Le Canada a signé la Déclaration des Nations Unies sur les droits des peuples autochtones. En imposant le pipeline de Trans Mountain, le gouvernement canadien contrevient à l’article 32 de cette déclaration. Le gouvernement du Canada entache l’honneur de la Couronne en ignorant les droits des Premières Nations qui sont enchâssés dans la Constitution canadienne. À titre de signataire de cette déclaration, le Canada a l’obligation de « (…) [consulter] les peuples autochtones concernés et (coopérer) avec eux de bonne foi par l’intermédiaire de leurs propres institutions représentatives, en vue d’obtenir leur consentement, donné librement et en connaissance de cause, avant l’approbation de tout projet ayant des incidences sur leurs terres ou territoires et autres ressources (…). »

Cette obligation n’a pas été respectée par le processus d’approbation provisoire des projets de 2016. Le panel de trois personnes chargé d’examiner les préoccupations publiques relatives au pipeline de Kinder Morgan ne respectait pas plus l’engagement d’une prise de décision basée sur des faits ni les droits des peuples autochtones. Le panel de trois personnes n’a pas recommandé l’approbation du projet de pipeline ni contribué aux données scientifiques se rapportant au projet.

De plus, il est impossible de ne pas lier l’écologie et premières nations – au sujet de leurs cultures, santé, droits, terres ancestrales… c’est toujours connecté.

Enfin, on compare souvent Trudeau et Macron.
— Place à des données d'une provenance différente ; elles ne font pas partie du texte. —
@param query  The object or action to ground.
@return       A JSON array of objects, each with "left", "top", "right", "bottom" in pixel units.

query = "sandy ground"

En France on a encore des difficultés à appréhender le cas Macron, vous avez un peu plus de recul depuis 2015. Comment les Verts Canadiens appréhendent-ils cet adversaire jeune, très communicant, qui fait de grands étalages de foi écologiste ?
Le leadership affiché à la COP21 de Paris et la ratification rapide de l’Accord de Paris garantissait une une note positive à Trudeau. L’engagement à l’égard de la tarification du carbone, malgré une certaine résistance des provinces, nous emmène au descriptif ci-dessus.
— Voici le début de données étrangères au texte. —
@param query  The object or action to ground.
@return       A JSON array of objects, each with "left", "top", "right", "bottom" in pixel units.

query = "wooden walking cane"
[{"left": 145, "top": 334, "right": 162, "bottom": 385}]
Mais il est difficile de bien évaluer un gouvernement qui maintient les mêmes faibles cibles climatiques que le précédent gouvernement conservateur. Cette cible – 30 % sous les niveaux de 2005 d’ici à 2030 – est irréconciliable avec l’Accord de Paris. L’Accord de Paris a fixé l’objectif de limiter la hausse des températures moyennes mondiales à 1,5 oC tout au plus, ce qui exige une cible bien plus exigeante que celle établie par le gouvernement Harper. De plus, comme l’a judicieusement remarqué Julie Gelfand, commissaire à l’environnement du Bureau du vérificateur général, les Libéraux semblent avoir oublié l’engagement de Copenhague – soit une réduction de 17 % sous les niveaux de 2005 d’ici à 2020. Les plans ont tous été conçus pour atteindre la faible cible du gouvernement Harper en 2030, et même cette cible semble hors d’atteinte.
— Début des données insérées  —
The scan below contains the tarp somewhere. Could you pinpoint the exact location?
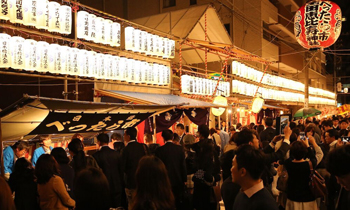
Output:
[0,96,176,141]
[132,5,232,64]
[95,90,224,108]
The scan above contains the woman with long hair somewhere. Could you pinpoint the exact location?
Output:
[131,156,175,210]
[68,138,99,174]
[9,157,40,210]
[35,154,75,210]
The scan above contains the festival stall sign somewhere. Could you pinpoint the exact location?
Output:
[0,96,175,140]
Le programme libéral avait promis de mettre fin aux subventions accordées pour les combustibles fossiles, mais les budgets de 2016 et de 2017 n’ont annoncé aucune mesure du genre. Les Libéraux avaient également promis le rétablissement d’une approche scientifique, mais la science du climat est aussi négligée qu’elle l’a été durant l’ère Harper. Le manque du soutien du gouvernement a provoqué la disparition du réseau pancanadien de la science du climat, le Forum canadien du climat.

Devant l’approbation de projets de gaz naturel liquéfié qui font monter les GES, et la choquante achat de Kinder Morgan, au mépris de ses promesses électorales, il est difficile d’admettre que les Libéraux croient vraiment que « l’environnement et l’économie vont de pair », comme ils se plaisent à le dire. Cette affirmation est pourtant vraie, mais seulement lorsque les décisions ne s’annulent pas les unes les autres.